SOLANET: Distributed Neighbor Graph Construction on GPU-Accelerated Systems
This work addresses the challenge of scaling neighbor graph construction to large datasets on distributed GPU systems, which is important for data analytics and AI workloads.
SOLANET is a GPU-accelerated distributed neighbor graph construction toolkit that achieves 11x speedup scaling from 32 to 512 APUs for 1 billion data points and 6.9x speedup from 64 to 512 APUs for 2 billion points, outperforming a state-of-the-art single-GPU implementation.
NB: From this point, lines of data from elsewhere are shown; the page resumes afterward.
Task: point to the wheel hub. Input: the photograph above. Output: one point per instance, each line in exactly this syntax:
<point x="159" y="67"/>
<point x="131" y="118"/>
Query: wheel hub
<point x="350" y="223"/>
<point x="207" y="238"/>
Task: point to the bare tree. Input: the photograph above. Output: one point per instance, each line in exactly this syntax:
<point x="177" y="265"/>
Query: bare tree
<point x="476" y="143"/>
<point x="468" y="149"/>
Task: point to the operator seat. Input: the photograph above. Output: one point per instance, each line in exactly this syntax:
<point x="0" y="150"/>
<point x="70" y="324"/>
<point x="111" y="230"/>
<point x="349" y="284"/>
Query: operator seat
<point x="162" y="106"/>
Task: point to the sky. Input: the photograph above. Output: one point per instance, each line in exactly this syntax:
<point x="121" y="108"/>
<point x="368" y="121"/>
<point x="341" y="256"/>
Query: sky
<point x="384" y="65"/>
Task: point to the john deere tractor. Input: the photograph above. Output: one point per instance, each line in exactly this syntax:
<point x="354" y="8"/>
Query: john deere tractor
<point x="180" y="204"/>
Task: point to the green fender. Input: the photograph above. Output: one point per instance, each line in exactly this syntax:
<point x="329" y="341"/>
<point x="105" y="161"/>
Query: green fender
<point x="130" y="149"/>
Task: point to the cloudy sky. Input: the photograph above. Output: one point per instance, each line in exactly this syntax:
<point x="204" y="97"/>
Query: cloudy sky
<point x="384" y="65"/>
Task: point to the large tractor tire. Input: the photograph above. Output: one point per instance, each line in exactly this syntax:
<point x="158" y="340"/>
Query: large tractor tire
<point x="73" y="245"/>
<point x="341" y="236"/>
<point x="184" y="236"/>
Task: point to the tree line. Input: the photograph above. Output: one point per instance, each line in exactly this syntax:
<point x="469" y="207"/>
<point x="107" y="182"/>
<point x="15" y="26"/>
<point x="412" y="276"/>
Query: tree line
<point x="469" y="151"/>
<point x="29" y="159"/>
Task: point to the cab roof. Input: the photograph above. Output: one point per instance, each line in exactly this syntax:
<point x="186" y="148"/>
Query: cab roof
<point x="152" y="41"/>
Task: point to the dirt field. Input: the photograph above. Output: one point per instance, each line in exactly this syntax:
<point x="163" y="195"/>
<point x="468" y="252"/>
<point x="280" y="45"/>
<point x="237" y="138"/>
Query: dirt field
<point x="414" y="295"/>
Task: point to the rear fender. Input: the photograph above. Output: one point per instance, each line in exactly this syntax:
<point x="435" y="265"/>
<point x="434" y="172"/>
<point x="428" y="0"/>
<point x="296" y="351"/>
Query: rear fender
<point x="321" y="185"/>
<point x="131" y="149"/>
Neighbor graphs capture relationships among data points and are widely used in data analytics and AI workloads. Many studies have explored approximate construction methods for single-node systems, including GPUs. However, extending this to distributed systems for larger data and further acceleration remains challenging due to irregular computation patterns. We present SOLANET, a GPU-accelerated distributed neighbor graph construction toolkit. SOLANET first constructs local graphs on each GPU after data partitioning and then refines them via approximate nearest neighbor (ANN) searches over remote graphs pulled from other GPUs using MPI one-sided operations. SOLANET also provides a lock-free single-GPU neighbor graph construction algorithm for AMD GPUs. Our single-GPU implementation outperforms a state-of-the-art GPU-based approximate neighbor graph construction implementation across multiple datasets on a single MI300A APU. Furthermore, SOLANET demonstrates 11X speedup from 32 to 512 APUs for 1 billion data points and 6.9x speedup from 64 to 512 APUs for 2 billion points.